Me plodding up the east portion of that N/E Ridge system
Alex plodding up the undulating ridge with Bombtram Mtn. behind
The east face of Ladner Mountain with the summit on the left
A zoomed-in view towards Alpaca Peak with Vicuna Peak poking behind
Me merging onto the north portion of that N/E Ridges system
Vlad with Ibex Peak and Steinbok Peak behind
Finally on the last stretch towards the summit. It had been a long plod…
Vlad plodding with the Fraser Canyon skyline behind
Partial Summit Panorama from Ladner Mountain. Click to view large size.
Yak Peak from an unusual point of view
Needle Peak and Markhor Peak
The north face of Tulameen Mountain
Alex approaching the summit of Ladner Mountain
The NE Face of Spider Peak, another remote and mysterious objective
The west face of Bombtram Mountain in the foreground with Needle Peak behind
Vlad playing his usual sandwich art on the summit
Me on the summit of Ladner Mountain
Our group shot on the summit of Ladner Mountain

Due to the length of this trip, the complicated route-finding and the late start we weren’t doing particularly good on time, so we had to hurry up on the descent to get off the difficult sections before dark. We talked about a few alternative options but in the end decided to retrace the route by following the exact tracks we just made. In no time we descended back to where we ditched gears and another long break later we made a fast plunge back down into that deep saddle. The 150-m re-climb was surely not inspiring, but didn’t take too long. We snowshoed back across the NW and NE Faces of that 1600-m bump and then donned crampons for the steep traverse around 1300 m level. The strap-on crampons did not work too well for Brano but he eventually managed to just tackle this entire traverse on snowshoes. That was an impressive feat considering he’s not really a snowshoeer and did not own the best snowshoes neither. Near the end of this traverse I led a line slightly lower than the one we took to shave off some unnecessary up-and-downs. The rest of the descent was uneventful and we eventually turned on the head-lamps just before entering the first short-cut. We took the snowshoes off at 1050 m and easily plunged back to the parking lot.
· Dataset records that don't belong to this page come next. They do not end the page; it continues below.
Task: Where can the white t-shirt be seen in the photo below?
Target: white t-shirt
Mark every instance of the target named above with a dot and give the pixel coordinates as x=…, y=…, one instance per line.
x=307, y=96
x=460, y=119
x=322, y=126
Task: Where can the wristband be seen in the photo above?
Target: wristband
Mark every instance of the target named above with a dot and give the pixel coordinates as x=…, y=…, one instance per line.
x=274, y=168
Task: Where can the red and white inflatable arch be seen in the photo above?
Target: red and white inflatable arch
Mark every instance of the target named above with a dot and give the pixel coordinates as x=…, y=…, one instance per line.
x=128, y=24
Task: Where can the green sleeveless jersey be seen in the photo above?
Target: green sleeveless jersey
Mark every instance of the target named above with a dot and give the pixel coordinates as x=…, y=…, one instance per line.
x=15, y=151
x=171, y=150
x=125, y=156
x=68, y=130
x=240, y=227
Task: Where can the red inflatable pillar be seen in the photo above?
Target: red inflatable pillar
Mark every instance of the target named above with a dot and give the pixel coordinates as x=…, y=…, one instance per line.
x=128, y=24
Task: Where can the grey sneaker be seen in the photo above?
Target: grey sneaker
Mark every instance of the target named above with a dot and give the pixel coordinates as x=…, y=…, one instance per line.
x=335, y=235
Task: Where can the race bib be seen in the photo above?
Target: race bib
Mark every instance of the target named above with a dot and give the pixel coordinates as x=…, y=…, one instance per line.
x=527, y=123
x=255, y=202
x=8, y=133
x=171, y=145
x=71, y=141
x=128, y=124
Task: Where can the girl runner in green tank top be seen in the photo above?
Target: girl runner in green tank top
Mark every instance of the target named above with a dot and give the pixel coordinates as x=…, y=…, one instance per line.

Alex starting the descent. It’s going to be a long ass plod back…
One last view of the Anderson River group of spires
Brano glissading a steep but short roll on the east ridge
Me posing at the spot where we ditched gears. The north face cliffs behind
Alex and Vlad just about to plunge down that steep zone
That 150-m re-ascending out of the deep saddle
One of the many big slopes we traversed across
Head-lamps on…
The final short-cut through cut-block

Our round trip time was under 9.5 hours on a reasonably steady pace, which was basically as expected. If I didn’t stupidly leave the phone in the truck in the morning we could have easily finished this ascent without the need of head-lamps. Unfortunately I made another mistake at that carpool location by taking one of Brano’s trekking poles instead of mine, so a day later I had to drive to Vancouver to swap that pole. By now I’ve finished this group of remote and mysterious peaks sandwiched between the lower Coquihalla Highway and Fraser Canyon – Jorgenson, Ogilvie, Squeah, Spider and Ladner. All of them had very little beta on the internet and in fact, four of which were done via exploratory routes with no reference whatsoever.